NPU-Learning notes: CCP : DE575 - Cloudera Certification : Data Engineer info.

Benefits

Individuals

Performance-Based
Employers want to hire candidates with proven skills. The CCP program lets you demonstrate your skills in a rigorous hands-on environment.
Skills not Products
Cloudera’s ecosystem is defined by choice and so are our exams. CCP exams test your skills and give you the freedom to use any tool on the cluster. You are given a customer problem, a large data set, a cluster, and a time limit. You choose the tools, languages, and approach. (see below for cluster configuration)
Promote and Verify
As a CCP, you've proven you possess skills where it matters most. To help you promote your achievement, Cloudera provides the following for all current CCP credential holders:

A Unique profile link on certification.cloudera.com to promote your skills and achievements to your employer or potential employers which is also integrated to LinkedIn. (Example of a current CCP profile)
CCP logo for business cards, résumés, and online profiles

Current
The big data space is rapidly evolving. CCP exams are constantly updated to reflect the skills and tools relevant for today and beyond. And because change is the only constant in open-source environments, Cloudera requires all CCP credentials holders to stay current with three-year mandatory re-testing in order to maintain current CCP status and privileges.

Companies

Performance-Based
Cloudera’s hands-on exams require candidates to prove their skills on a live cluster, with real data, at scale. This means the CCP professional you hire or manage have skills where it matters.
Verified
The CCP program provides a way to find, validate, and build a team of qualified technical professionals
Current
The big data space is rapidly evolving. CCP exams are constantly updated to reflect the skills and tools relevant for today and beyond.

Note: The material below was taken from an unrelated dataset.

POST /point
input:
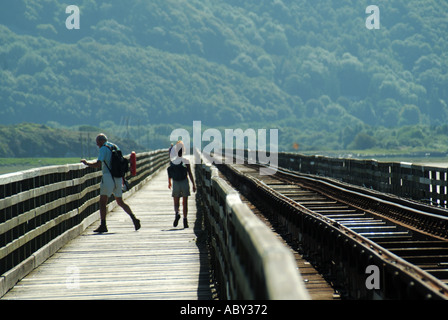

And because change is the only constant in open-source environments, Cloudera requires all CCP credentials holders to stay current with three-year mandatory re-testing.

CCP: Data Engineer Exam (DE575) Details

Exam Question Format

You are given five to eight customer problems each with a unique, large data set, a 7-node high performance CDH5 cluster, and four hours. For each problem, you must implement a technical solution with a high degree of precision that meets all the requirements. You may use any tool or combination of tools on the cluster (see list below) -- you get to pick the tool(s) that are right for the job. You must possess enough industry knowledge to analyze the problem and arrive at an optimal approach given the time allowed. You need to know what you should do and then do it on a live cluster under rigorous conditions, including a time limit and while being watched by a proctor.

Audience and Prerequisites

Candidates for CCP: Data Engineer should have in-depth experience developing data engineering solutions and a high-level of mastery of the skills below. There are no other prerequisites.

Required Skills

Data Ingest

The skills to transfer data between external systems and your cluster. This includes the following:

Import and export data between an external RDBMS and your cluster, including the ability to import specific subsets, change the delimiter and file format of imported data during ingest, and alter the data access pattern or privileges.
Ingest real-time and near-real time (NRT) streaming data into HDFS, including the ability to distribute to multiple data sources and convert data on ingest from one format to another.
Load data into and out of HDFS using the Hadoop File System (FS) commands.

Transform, Stage, Store

Convert a set of data values in a given format stored in HDFS into new data values and/or a new data format and write them into HDFS or Hive/HCatalog. This includes the following skills:

Convert data from one file format to another
Write your data with compression
Convert data from one set of values to another (e.g., Lat/Long to Postal Address using an external library)
Change the data format of values in a data set
Purge bad records from a data set, e.g., null values
Deduplication and merge data
Denormalize data from multiple disparate data sets
Evolve an Avro or Parquet schema
Partition an existing data set according to one or more partition keys
Tune data for optimal query performance

Data Analysis

Filter, sort, join, aggregate, and/or transform one or more data sets in a given format stored in HDFS to produce a specified result. All of these tasks may include reading from Parquet, Avro, JSON, delimited text, and natural language text. The queries will include complex data types (e.g., array, map, struct), the implementation of external libraries, partitioned data, compressed data, and require the use of metadata from Hive/HCatalog.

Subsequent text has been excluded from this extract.